Lutter contre les mariages forcés : un impératif

Alors que les Philippines viennent d’interdire les mariages d’enfants, marquant une avancée historique pour le respect des droits humains dans le pays, ces pratiques néfastes demeurent largement répandues à travers le monde et affectent les femmes et les filles en particulier. Y mettre un terme est une nécessité.

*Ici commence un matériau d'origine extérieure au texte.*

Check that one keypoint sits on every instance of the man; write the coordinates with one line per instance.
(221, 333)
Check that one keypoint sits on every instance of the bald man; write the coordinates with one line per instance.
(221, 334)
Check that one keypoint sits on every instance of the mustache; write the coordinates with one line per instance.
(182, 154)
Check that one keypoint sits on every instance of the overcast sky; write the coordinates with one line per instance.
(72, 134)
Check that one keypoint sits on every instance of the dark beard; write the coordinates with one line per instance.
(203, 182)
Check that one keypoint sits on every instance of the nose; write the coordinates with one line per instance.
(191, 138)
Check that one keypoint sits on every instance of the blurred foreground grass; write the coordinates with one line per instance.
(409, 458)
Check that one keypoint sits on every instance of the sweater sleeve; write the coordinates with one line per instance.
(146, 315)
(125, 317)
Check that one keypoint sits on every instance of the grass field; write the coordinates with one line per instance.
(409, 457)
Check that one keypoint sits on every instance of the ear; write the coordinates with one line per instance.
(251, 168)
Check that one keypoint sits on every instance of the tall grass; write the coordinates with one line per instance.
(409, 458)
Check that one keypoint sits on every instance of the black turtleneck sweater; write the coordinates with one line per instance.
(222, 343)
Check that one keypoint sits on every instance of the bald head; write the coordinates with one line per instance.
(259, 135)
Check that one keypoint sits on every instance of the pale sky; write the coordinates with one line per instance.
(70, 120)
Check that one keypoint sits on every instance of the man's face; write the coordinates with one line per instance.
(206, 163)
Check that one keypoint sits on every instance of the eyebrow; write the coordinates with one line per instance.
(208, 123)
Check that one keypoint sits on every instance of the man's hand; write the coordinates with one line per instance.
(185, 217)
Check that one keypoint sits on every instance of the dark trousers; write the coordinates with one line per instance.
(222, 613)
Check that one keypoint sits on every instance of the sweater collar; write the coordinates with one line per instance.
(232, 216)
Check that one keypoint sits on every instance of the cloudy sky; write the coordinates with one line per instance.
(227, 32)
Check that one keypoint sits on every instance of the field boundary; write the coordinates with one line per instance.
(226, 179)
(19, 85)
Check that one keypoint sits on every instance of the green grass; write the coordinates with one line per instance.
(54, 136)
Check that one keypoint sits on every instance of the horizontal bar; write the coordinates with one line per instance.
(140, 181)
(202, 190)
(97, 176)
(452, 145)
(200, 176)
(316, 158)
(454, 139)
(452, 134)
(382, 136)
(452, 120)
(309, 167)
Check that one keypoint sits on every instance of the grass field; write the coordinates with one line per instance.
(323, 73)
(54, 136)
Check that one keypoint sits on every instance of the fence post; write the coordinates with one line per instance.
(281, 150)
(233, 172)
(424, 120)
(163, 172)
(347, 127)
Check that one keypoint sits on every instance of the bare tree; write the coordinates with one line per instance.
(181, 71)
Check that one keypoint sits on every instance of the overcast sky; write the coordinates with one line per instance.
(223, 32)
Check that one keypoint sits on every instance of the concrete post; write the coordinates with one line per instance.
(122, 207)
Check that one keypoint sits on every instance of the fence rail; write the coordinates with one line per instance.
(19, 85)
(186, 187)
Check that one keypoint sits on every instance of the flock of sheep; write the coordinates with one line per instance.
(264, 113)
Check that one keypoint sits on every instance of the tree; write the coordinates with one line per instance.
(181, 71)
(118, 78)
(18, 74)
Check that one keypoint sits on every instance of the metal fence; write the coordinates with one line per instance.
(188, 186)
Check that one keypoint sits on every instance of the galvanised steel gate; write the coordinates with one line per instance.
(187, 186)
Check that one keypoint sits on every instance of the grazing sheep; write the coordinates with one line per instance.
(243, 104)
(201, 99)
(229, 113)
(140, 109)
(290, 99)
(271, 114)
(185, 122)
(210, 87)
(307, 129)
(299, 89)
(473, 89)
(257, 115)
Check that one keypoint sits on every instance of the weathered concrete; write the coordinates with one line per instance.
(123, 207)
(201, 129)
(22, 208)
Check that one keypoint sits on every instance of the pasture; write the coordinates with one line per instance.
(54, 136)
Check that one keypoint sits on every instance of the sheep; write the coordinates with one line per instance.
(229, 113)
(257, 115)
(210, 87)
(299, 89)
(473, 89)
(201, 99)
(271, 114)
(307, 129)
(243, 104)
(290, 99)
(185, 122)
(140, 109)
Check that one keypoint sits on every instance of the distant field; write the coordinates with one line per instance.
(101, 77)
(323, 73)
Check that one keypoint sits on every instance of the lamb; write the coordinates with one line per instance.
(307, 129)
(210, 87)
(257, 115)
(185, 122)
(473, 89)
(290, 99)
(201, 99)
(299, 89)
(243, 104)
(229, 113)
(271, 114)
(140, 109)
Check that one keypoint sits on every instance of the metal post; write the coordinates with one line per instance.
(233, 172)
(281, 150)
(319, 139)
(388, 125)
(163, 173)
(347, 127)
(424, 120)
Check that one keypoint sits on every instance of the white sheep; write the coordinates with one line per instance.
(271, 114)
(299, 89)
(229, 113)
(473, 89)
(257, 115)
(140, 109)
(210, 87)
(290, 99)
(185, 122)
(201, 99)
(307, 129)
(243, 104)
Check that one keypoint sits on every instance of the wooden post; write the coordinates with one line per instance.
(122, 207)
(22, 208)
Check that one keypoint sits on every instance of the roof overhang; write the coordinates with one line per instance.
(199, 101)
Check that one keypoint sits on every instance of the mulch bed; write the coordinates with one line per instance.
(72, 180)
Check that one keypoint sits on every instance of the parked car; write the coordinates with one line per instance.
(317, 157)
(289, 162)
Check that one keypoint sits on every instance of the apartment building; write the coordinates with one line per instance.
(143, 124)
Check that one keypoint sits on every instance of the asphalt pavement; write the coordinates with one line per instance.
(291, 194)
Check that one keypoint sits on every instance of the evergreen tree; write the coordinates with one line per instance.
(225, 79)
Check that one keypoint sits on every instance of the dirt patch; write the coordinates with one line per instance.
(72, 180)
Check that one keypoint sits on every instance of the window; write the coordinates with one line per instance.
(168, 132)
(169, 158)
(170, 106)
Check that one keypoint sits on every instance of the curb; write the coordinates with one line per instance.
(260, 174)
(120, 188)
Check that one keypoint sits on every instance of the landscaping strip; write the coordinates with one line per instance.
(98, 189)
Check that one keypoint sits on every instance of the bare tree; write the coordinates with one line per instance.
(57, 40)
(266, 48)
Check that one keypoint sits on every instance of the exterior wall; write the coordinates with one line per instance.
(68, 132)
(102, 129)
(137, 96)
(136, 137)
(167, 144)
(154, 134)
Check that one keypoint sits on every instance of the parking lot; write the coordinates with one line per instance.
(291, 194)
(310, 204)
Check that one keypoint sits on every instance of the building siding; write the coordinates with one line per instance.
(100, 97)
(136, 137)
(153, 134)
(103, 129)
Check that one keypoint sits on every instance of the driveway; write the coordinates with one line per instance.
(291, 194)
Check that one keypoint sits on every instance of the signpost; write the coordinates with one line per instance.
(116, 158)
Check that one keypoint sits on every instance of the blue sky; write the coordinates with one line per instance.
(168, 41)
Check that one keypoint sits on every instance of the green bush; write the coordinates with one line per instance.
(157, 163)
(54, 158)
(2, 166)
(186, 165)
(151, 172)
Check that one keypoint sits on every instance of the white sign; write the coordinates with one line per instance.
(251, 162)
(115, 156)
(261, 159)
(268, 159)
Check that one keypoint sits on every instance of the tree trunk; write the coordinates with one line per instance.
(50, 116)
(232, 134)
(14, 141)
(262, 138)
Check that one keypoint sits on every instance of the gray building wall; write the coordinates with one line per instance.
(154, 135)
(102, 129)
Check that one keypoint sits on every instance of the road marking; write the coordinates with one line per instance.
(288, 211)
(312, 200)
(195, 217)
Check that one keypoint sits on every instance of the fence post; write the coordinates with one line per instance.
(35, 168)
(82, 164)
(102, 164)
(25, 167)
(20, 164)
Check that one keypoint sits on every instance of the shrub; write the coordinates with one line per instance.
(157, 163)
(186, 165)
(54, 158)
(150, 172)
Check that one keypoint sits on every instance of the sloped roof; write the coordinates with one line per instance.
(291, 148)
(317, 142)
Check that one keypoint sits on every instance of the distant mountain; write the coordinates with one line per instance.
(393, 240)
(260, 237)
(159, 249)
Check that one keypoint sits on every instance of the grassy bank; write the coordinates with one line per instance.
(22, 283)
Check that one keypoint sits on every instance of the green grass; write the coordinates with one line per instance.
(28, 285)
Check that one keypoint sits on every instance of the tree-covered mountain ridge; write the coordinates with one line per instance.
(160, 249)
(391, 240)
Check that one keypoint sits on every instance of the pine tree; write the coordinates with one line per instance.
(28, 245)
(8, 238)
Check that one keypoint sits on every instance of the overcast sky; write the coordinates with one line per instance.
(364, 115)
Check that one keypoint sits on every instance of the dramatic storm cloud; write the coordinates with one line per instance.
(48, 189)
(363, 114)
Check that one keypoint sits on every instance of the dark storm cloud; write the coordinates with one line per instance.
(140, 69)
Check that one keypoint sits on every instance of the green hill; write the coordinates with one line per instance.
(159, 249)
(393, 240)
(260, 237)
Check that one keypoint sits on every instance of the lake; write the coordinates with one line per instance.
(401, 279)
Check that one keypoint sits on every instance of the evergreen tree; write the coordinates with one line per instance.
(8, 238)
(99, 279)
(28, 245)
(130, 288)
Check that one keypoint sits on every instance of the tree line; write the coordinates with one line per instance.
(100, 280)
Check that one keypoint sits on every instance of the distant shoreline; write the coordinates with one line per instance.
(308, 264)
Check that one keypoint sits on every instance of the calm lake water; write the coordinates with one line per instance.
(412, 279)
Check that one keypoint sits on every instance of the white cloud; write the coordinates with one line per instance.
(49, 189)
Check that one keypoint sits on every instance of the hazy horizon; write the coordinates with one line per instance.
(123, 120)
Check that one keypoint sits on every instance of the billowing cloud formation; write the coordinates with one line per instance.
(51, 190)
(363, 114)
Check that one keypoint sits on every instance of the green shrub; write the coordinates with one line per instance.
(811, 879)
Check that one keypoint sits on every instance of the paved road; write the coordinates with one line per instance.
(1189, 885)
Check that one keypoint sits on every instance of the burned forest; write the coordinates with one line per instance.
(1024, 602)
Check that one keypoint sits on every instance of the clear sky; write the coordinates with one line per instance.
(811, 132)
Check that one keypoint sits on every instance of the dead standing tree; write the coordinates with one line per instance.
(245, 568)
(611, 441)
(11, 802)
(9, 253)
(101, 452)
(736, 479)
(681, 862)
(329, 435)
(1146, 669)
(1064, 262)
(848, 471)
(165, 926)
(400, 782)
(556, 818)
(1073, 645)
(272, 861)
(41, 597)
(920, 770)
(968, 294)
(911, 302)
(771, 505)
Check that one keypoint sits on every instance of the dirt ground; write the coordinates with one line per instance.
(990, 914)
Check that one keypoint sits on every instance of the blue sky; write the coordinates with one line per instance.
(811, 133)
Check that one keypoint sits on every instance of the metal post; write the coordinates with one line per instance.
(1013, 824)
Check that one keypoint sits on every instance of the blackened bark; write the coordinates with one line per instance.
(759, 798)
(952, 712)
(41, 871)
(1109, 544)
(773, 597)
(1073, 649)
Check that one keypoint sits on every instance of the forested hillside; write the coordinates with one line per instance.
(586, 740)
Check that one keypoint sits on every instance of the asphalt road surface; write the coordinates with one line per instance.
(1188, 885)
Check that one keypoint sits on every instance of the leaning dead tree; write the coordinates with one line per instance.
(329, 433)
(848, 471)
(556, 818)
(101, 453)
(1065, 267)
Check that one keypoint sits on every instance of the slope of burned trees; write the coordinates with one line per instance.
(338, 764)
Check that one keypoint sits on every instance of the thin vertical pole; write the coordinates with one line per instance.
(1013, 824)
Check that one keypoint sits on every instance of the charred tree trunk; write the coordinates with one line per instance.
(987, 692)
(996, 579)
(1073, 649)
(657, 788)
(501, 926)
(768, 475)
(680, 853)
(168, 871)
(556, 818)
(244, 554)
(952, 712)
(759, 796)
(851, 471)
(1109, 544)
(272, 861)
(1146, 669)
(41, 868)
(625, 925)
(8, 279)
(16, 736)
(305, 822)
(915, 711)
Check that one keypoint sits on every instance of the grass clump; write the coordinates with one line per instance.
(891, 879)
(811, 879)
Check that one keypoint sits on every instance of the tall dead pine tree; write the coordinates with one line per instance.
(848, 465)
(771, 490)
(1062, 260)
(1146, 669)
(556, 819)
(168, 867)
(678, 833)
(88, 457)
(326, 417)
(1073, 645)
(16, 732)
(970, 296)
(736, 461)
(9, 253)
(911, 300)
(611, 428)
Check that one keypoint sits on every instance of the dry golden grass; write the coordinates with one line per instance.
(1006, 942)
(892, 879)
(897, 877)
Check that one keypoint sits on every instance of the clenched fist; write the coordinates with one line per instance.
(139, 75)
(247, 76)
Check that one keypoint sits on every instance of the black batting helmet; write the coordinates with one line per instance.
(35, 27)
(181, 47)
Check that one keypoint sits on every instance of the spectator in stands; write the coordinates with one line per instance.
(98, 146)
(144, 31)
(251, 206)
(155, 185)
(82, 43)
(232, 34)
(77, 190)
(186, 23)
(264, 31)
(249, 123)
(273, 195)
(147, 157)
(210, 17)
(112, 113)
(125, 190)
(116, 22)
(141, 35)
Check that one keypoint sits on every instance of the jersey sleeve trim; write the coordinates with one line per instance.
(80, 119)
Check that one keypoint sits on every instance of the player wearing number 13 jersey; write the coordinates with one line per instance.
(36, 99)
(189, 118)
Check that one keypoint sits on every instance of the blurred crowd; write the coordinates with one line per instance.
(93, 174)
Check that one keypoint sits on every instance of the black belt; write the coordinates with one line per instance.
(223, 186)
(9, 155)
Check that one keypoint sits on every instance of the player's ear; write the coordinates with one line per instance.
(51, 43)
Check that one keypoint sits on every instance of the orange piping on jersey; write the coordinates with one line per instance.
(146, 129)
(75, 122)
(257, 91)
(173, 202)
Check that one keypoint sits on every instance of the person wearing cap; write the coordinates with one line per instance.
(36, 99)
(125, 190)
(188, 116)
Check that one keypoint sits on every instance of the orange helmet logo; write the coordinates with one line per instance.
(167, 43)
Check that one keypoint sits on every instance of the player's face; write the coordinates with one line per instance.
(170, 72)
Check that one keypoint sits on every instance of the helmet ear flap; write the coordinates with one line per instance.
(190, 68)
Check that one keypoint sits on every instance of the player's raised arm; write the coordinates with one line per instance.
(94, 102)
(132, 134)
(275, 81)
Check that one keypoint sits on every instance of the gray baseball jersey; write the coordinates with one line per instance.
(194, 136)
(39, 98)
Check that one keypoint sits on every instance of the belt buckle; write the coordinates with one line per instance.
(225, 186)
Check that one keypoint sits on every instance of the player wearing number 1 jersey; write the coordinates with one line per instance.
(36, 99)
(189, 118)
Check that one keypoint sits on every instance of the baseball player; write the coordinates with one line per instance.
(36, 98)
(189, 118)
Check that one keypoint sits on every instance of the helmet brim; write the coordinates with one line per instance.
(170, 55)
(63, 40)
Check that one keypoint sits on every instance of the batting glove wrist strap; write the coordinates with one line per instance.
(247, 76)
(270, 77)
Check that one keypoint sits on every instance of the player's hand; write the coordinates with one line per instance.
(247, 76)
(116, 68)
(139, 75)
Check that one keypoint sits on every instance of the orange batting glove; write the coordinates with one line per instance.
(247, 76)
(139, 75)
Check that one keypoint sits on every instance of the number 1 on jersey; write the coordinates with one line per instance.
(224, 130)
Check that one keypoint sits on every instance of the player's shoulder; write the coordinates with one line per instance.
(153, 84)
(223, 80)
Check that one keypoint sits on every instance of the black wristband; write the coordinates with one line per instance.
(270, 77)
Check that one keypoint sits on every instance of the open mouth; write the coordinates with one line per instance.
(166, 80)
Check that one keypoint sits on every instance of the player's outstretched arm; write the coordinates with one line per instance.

Des risques de mariages forcés grandissants en contexte de crise

Le mariage forcé désigne toute union, qu'elle soit civile, religieuse ou coutumière dans laquelle au moins une des deux personnes concernées, parfois les deux, ont subi des menaces et/ou des violences pour les y contraindre. Il concerne des personnes mineures, on parle alors de mariage précoce ou d’enfant, mais aussi majeures (1).

En France, alors que la loi exige le consentement mutuel entre les futur·e·s époux·ses, le mariage forcé existe toujours. En 2020, le nombre de victimes ayant contacté le dispositif d’accompagnement SOS mariage forcé est estimé à 173. 98% d’entre elles étaient des femmes et des filles dont 37% âgées de moins de 20 ans, et 8% de mineures (2). Cette pratique affectant de manière disproportionnée les femmes et les filles, le mariage forcé fait partie intégrante des violences basées sur le genre. Prenant racine dans les inégalités profondément ancrées et les abus de pouvoir structurels, ces dernières définissent l’ensemble des actes nuisibles dirigés contre une personne ou un groupe de personnes en raison de leur identité de genre (3). Les femmes et les filles sont de fait davantage exposées au risque d’être mariées contre leur gré.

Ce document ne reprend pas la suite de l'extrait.